New Arboretum Director Named
February 15, 2013 - News Release
A new director has been appointed to the University of Guelph Arboretum. The largest and most comprehensive sanctuary of its kind in Ontario, it is home to more than 18,000 specimens in more than 30 plant collections as well as gardens, wetlands, nature trails and forests.
Prof. Shelley Hunt, a forest ecologist and faculty member in the School of Environmental Sciences (SES), has been named director of the Arboretum, effective Feb. 11. Prof. Jonathan Newman, director of SES, has served as interim director since Prof. Alan Watson stepped down from the position in 2012 after more than 20 years at the Arboretum.
Hunt completed her B.Sc. and PhD at Guelph. She highlights that the 165-hectare green space was one of her favourite places to visit on campus while a student at the University.
“When I was living in East Residence as an undergraduate student, the Arboretum was our backyard, the go-to place for walking, running and occasional late-night cross-country skiing,” she says. “It was also wonderful to have a place on campus to hone my tree identification skills. Since becoming a faculty member, I've visited the Arboretum regularly when I need a break from my desk and some inspiration.”
Hunt has used the sanctuary as a field site for undergraduate research projects and led classes on walk-and-talks through the space to reinforce lecture concepts.
Each year more than 73,000 people visit the Arboretum, and more than 6,000 people participate in workshops, guided tours and special events.
“The Arboretum offers a combination of plant collections and natural areas such as woodlands and meadow,” says Hunt. “It provides opportunities for teaching and research and extensive outreach to the broader community, with dedicated volunteers from on and off campus. This is important green space on campus and part of the City of Guelph's natural heritage system.”
Hunt will continue to teach and conduct research at the University, where she has been on faculty since 2006. Her research currently focuses on forest restoration in southern Ontario.
The chance to work with the Arboretum team convinced her that this was the right opportunity.

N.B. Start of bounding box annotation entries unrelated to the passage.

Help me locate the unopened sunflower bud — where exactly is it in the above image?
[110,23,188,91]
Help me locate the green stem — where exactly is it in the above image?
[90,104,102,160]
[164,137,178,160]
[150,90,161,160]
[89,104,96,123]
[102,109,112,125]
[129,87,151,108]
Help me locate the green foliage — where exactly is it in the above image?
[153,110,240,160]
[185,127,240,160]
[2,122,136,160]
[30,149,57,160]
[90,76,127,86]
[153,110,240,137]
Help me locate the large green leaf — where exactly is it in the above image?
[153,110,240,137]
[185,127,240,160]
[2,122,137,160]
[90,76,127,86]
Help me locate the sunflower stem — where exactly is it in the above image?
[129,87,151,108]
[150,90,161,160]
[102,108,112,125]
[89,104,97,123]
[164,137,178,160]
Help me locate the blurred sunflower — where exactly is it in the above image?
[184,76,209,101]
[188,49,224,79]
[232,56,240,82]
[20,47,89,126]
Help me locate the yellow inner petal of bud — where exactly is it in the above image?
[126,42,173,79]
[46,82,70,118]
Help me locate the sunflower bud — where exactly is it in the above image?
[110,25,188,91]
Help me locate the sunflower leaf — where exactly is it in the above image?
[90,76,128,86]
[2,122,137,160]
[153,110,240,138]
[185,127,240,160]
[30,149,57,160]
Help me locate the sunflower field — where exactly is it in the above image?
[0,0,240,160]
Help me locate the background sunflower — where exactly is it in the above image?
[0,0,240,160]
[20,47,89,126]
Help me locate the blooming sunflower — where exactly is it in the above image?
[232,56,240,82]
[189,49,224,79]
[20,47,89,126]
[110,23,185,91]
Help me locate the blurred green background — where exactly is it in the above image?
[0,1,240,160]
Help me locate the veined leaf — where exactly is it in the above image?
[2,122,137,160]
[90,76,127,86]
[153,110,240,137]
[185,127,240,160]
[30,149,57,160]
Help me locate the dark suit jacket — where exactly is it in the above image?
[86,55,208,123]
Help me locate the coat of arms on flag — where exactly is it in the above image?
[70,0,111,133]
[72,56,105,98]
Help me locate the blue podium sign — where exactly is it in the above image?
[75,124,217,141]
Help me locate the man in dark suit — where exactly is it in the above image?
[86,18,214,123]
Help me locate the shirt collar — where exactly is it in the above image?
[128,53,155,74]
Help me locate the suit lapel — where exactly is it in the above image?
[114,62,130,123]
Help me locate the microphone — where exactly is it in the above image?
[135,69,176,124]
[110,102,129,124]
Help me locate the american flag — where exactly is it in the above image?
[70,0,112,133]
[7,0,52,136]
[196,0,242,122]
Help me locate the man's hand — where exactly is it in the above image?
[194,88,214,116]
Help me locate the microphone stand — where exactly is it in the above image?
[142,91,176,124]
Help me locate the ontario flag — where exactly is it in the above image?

“I am thrilled to make a contribution to the great work being done by the Arboretum in fulfilling the mandate of promoting education, research and teaching,” says Hunt. “My first steps as director will be listening to and learning from the staff, visitors and the community. I hope to increase awareness on campus of the wonderful work being done at the Arboretum in biodiversity conservation and environmental education, and to strengthen its role as a research hub.”